—Усек. Но вдруг узнают, что солгал, оклеветал Слипчука, привлекут к уголовной
ответственности? — опасливо спросил Цыгейка.
—Не привлекут, — заверил майор. — Если наложишь в штаны, заартачишься, то после отсидки в
СИЗО, если тебе удастся выжить среди головорезов, отправлю на «химию» поднимать народное
хозяйство. Может тебя такая «романтика» устраивает?
— Упаси, Господь от такой участи, — вздохнул Федор. Калач отдал ему водительское
удостоверение.
— А «Жигули»? Я без колес, как без рук.
— Заберешь на штафплощадке. Скажешь капитану Гребкову, что я приказал.
— Спасибо, Вячеслав Георгиевич, век не забуду, — Цыгейка учтиво склонил голову.
—Долг платежом красен. Помни наш уговор.
— Обязательно.
5. Партийный приказ
На следующий день, за час до полудня, дверь палаты отворилась и вошел среднего роста мужчина
в темно-синем костюме, белой сорочке и галстуке. В нем Слипчук узнал помощника первого
секретаря обкома Льва Ароновича Гнедого. Он приблизился к кровати пациента и вкрадчиво
заботливо произнес:
— Добрый день, Александр Петрович. Как ты себя чувствуешь?

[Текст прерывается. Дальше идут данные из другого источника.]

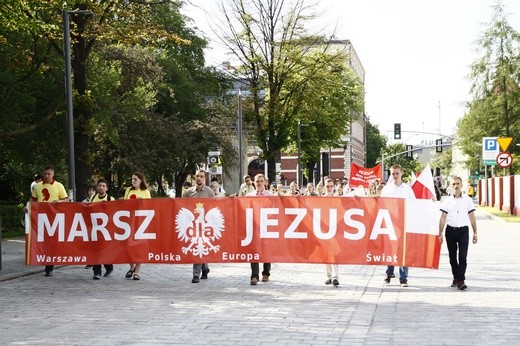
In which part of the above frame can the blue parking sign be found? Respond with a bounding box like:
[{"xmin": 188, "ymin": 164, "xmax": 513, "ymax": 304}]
[
  {"xmin": 484, "ymin": 138, "xmax": 498, "ymax": 151},
  {"xmin": 482, "ymin": 137, "xmax": 499, "ymax": 165}
]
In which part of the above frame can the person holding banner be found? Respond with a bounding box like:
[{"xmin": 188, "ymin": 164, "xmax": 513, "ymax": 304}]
[
  {"xmin": 246, "ymin": 173, "xmax": 272, "ymax": 285},
  {"xmin": 31, "ymin": 166, "xmax": 69, "ymax": 277},
  {"xmin": 323, "ymin": 178, "xmax": 339, "ymax": 287},
  {"xmin": 124, "ymin": 172, "xmax": 152, "ymax": 280},
  {"xmin": 439, "ymin": 177, "xmax": 478, "ymax": 291},
  {"xmin": 380, "ymin": 164, "xmax": 415, "ymax": 287},
  {"xmin": 238, "ymin": 174, "xmax": 255, "ymax": 196},
  {"xmin": 182, "ymin": 169, "xmax": 215, "ymax": 284},
  {"xmin": 88, "ymin": 178, "xmax": 116, "ymax": 280}
]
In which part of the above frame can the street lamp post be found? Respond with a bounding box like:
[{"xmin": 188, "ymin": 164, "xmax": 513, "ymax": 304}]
[
  {"xmin": 296, "ymin": 120, "xmax": 302, "ymax": 187},
  {"xmin": 237, "ymin": 89, "xmax": 243, "ymax": 187},
  {"xmin": 62, "ymin": 10, "xmax": 93, "ymax": 202}
]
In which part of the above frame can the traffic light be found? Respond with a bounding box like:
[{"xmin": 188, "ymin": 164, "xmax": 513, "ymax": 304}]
[
  {"xmin": 321, "ymin": 153, "xmax": 329, "ymax": 176},
  {"xmin": 394, "ymin": 123, "xmax": 401, "ymax": 139},
  {"xmin": 406, "ymin": 145, "xmax": 413, "ymax": 158},
  {"xmin": 435, "ymin": 139, "xmax": 442, "ymax": 153}
]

— Неважно, суставы ломит, будто их пропустили через камнедробилку. От острой, тупой боли
спасают обезболивающие инъекции. А то бы, хоть волком вой и на стену карабкайся…
— Мы потрясены, до глубины души возмущены случившимся. Не ожидали от Калача такой
подлой дерзости, — посетовал Гнедой.
— Это не дерзость, а мерзкое, гнусное преступление, — возразил Слипчук. — По Уголовному
кодексу квалифицируется, как умышленное причинение тяжких телесных повреждений. Я ему
этого зверства никогда не прощу.
— Понятно, — вздохнул Лев Аронович. — Тобою движет чувства обиды и мести, а надо
руководствоваться разумом, следует задуматься о последствиях. Если инцидент получит широкий
резонанс, то пострадает не только Калач, но и твоя политическая и деловая репутация.

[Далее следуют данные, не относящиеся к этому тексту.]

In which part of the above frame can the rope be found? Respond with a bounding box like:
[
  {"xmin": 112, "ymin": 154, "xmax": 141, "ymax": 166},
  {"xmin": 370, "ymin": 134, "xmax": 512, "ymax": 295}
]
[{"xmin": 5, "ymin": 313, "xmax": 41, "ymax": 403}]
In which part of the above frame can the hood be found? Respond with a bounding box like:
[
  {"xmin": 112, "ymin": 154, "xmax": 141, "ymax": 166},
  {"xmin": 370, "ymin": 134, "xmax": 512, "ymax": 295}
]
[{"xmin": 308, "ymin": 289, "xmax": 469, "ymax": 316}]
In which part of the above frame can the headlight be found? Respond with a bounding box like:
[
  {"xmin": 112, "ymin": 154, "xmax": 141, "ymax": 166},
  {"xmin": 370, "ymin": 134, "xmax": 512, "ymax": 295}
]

Прослывешь бабником, аморальным типом. Поэтому лучше дело замять, спустить на тормозах.
—Это мнение Виктора Сергеевича? — спросил Александр Петрович.
— Он очень обеспокоен твоим состоянием и не только физическим, но и морально-
психологическим, — помощник уклонился от прямого ответа. — Если не будешь возражать, то
вертолетом экстренной медицины доставят в областную больницу имени Семашко или же в нашу
обкомовскую поликлинику. Там все же квалификация врачей выше, практикуют профессора и
кандидаты наук из Крымского мединститута.
— Не возражаю, сам об этом хотел попросить, — отозвался Александр Петрович. — В районной
больнице оборудование не ахти, какое, да и врачи без ученых степеней и богатой практики.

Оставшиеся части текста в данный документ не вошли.